Le nouveau secrétaire général de la CGT, Philippe Martinez, a estimé jeudi sur France Inter que "parler des 32 heures" n’est "pas une absurdité".  
C’est une pensée à contre-courant. Alors que les 35 heures fêtent leur quinzième anniversaire sur fond de débat quant à leur utilité, le nouveau secrétaire général de la CGT, Philippe Martinez, a estimé jeudi sur France Inter que "parler des 32 heures" n’est "pas une absurdité".
 
"Il y a besoin que des salariés qui ont trop de travail, qui sont mal dans leur travail, puissent laisser un peu de temps à ceux qui n'ont pas d'emploi.
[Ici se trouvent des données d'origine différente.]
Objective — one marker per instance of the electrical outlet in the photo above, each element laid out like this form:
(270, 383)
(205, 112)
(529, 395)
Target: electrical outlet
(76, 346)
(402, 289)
C'est un vrai défi pour les années qui viennent, cette question de la réduction du temps de travail", a-t-il expliqué au micro de France Inter.
 
Le nouveau patron du syndicat admet néanmoins aller à contre-courant avec une telle proposition. "Je pense qu'être à contre-courant, c'est offrir des perspectives", a-t-il expliqué. Et d’ajouter : "On n'est pas les seuls à être à contre-courant. Le débat a lieu dans d'autres pays européens sur la réduction du temps de travail".